A wave of merger-related insider trading
If history is a useful guide, the industry might be in for a massive increase in insider trading--as if we didn't have enough such investigations underway already.
The thinking goes like this: We may be on the brink of a new wave of mergers (the Dell deal seems to have sparked a mini-revival) and that wave will likely bring with it a lot of new temptations that some people just can't quell.
The SEC has already noted some highly questionable options trades around the announcement by Berkshire Hathaway and private equity firm 3G Capital that they will buy Heinz for $23 billion. Via a Goldman Sachs account in Switzerland, someone bought up call options on Heinz that surged when the deal was made public. The account has been frozen, and the hunt for the actual humans behind the trade is on. That people traded ahead of a big deal announcement is hardly shocking.

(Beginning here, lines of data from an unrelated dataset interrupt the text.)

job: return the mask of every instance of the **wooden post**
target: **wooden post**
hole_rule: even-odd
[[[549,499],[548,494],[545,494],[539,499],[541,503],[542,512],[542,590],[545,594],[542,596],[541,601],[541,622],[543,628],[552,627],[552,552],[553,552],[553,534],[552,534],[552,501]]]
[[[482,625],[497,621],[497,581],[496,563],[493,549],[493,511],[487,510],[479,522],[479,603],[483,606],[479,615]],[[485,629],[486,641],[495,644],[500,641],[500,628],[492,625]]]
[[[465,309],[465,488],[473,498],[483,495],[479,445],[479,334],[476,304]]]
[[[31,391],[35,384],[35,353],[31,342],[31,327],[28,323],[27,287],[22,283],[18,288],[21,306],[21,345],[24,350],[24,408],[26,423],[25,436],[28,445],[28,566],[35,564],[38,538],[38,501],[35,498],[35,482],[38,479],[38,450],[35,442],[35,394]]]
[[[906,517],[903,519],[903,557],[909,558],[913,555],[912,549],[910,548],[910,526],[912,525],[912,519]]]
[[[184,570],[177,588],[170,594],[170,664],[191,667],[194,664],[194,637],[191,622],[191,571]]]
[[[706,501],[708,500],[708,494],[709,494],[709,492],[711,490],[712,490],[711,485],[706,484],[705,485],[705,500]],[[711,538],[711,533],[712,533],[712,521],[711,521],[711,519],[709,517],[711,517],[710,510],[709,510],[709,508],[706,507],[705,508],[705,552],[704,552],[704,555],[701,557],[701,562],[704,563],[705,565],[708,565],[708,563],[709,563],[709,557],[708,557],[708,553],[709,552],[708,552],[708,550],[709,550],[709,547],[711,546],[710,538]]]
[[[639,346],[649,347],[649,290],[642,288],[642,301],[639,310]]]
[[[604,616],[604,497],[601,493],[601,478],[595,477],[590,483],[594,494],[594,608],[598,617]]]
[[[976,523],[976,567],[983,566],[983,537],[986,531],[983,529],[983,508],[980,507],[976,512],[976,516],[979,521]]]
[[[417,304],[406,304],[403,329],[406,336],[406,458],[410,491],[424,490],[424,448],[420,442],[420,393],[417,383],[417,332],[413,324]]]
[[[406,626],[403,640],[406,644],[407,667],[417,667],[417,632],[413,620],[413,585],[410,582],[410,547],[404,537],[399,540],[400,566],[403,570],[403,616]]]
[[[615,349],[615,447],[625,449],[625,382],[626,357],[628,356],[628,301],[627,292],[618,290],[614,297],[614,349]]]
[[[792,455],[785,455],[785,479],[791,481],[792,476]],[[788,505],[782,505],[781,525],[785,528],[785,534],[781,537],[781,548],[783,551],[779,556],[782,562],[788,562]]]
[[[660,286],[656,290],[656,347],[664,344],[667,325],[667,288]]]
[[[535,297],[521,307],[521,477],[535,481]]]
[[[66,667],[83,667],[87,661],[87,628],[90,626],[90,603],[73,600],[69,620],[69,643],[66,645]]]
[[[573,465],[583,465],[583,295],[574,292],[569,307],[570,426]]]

Mergers in fact have long been prime crime opportunities for people in the know--bankers, lawyers, accountants, IT guys and all their friends and families. Several studies of past merger booms have found unusual options and stock volume in the weeks before big merger announcements, and there is no reason to think that this will not happen again. The costs here are subtle.
But it's fair to say that in past merger boom periods, bidding companies have been forced to pay more than they would have if it hadn't been for insider traders. The SEC ought to be gearing up.